Speech-to-text - How does it work?

Borillion · March 30, 2023, 6:08pm

I am trying to use the speech to text API to write a pytest but I am having some issues. I am not clear if this is due to the configuration or my misunderstanding. Am I going about this correctly?

I am downloading wav files from here:
https://evolution.voxeo.com/library/audio/prompts/numbers/0.wav

Then re-encoding it using this:

                audio_segment = AudioSegment.from_file(BytesIO(data))
                audio_segment = audio_segment.set_frame_rate(16000)
                audio_segment = audio_segment.set_channels(1)
                audio_segment = audio_segment.set_sample_width(2)
                wav_data = audio_segment.export(format="wav").read()

# Initialize RhasspyClient
client = RhasspyClient("http://localhost",12101,"/api")

This makes a call to the transcribe_wave file function I have

        result = await client.transcribe_wav_file(file)
        response_dict = json.loads(result)
        response = response_dict["text"]
        print(f"Transcribed text: {response}")

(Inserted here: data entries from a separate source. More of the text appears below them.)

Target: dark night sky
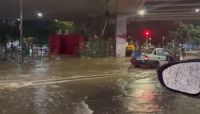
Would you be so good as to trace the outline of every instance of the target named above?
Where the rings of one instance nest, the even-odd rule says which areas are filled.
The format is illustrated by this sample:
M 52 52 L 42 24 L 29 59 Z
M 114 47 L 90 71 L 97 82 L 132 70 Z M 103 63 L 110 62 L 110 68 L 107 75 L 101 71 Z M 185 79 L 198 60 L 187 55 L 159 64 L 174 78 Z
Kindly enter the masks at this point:
M 133 40 L 144 40 L 144 31 L 148 30 L 151 33 L 152 42 L 158 44 L 165 36 L 166 40 L 171 41 L 168 36 L 169 30 L 176 28 L 175 22 L 177 21 L 137 21 L 128 24 L 127 36 L 131 36 Z M 198 21 L 183 21 L 194 25 L 200 25 Z

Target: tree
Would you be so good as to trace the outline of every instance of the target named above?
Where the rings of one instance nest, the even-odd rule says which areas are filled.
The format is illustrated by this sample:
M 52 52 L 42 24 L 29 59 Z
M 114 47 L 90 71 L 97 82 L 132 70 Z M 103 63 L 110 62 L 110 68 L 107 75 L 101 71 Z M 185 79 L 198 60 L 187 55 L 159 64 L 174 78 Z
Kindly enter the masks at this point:
M 169 36 L 180 44 L 187 42 L 200 44 L 200 26 L 179 22 L 177 28 L 169 32 Z

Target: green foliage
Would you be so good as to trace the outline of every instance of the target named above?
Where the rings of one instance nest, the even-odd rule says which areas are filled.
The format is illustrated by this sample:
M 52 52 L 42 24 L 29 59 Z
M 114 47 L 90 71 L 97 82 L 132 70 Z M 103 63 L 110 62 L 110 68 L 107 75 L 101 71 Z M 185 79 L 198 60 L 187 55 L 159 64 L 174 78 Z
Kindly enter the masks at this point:
M 0 22 L 0 44 L 6 45 L 6 42 L 11 39 L 18 39 L 18 26 L 12 21 Z
M 200 26 L 198 25 L 180 22 L 174 31 L 169 32 L 169 35 L 181 44 L 186 42 L 200 44 Z
M 61 30 L 64 33 L 66 30 L 68 32 L 73 32 L 74 30 L 74 22 L 71 21 L 58 21 L 55 23 L 55 28 Z
M 106 40 L 99 37 L 90 37 L 86 43 L 86 50 L 83 53 L 83 56 L 105 57 L 106 49 Z

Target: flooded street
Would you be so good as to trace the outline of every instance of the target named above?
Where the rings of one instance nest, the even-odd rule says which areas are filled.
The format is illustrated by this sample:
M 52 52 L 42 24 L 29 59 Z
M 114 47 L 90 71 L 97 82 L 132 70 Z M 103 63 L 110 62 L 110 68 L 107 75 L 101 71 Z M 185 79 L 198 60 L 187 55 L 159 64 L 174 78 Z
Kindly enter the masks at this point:
M 200 99 L 162 87 L 129 59 L 0 62 L 0 114 L 199 114 Z

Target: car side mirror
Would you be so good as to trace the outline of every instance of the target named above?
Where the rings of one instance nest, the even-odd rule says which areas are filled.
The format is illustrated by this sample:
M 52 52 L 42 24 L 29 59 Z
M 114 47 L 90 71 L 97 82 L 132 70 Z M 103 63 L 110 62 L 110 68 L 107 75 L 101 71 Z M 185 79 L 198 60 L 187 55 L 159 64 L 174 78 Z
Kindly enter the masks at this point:
M 168 63 L 158 69 L 160 83 L 170 90 L 196 95 L 200 93 L 200 59 Z

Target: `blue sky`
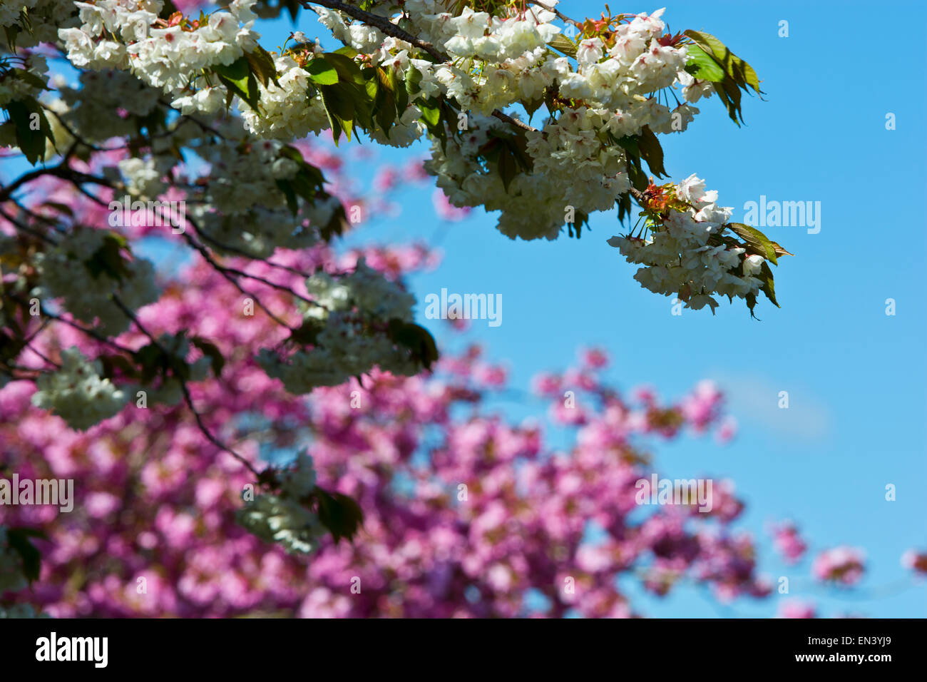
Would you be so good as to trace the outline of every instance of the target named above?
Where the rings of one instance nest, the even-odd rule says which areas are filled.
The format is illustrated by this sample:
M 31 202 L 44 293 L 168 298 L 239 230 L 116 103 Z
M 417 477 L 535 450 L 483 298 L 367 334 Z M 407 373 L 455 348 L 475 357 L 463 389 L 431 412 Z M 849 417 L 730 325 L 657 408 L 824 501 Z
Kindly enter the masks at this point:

    async def transcribe_wav_file(self, wav_data: bytes) -> str:
        url = f"{self.url}/speech-to-text"
        headers = {"Content-Type": "audio/wav"}
        async with aiohttp.ClientSession() as session:
            async with session.post(url, headers=headers, data=wav_data) as response:
                text = await response.text()
            return text

The response should return “zero” but I am getting “is the garage door open” back as a result.

I made these changes to the profile.js, but not sure if they are correct.

cat ~/.config/rhasspy/profiles/en/profile.json 
{
    "dialogue": {
        "system": "rhasspy"
    },
    "microphone": {
        "pyaudio": {
            "device": "10"
        },
        "system": "pyaudio"
    },
    "sounds": {
        "system": "aplay"
    },
    "speech_to_text": {
        "kaldi": {
            "speech_to_text.kaldi.open_transcription": true
        },
        "system": "kaldi"
    },
    "text_to_speech": {
        "system": "nanotts"
    },
    "wake": {
        "system": "porcupine"
    }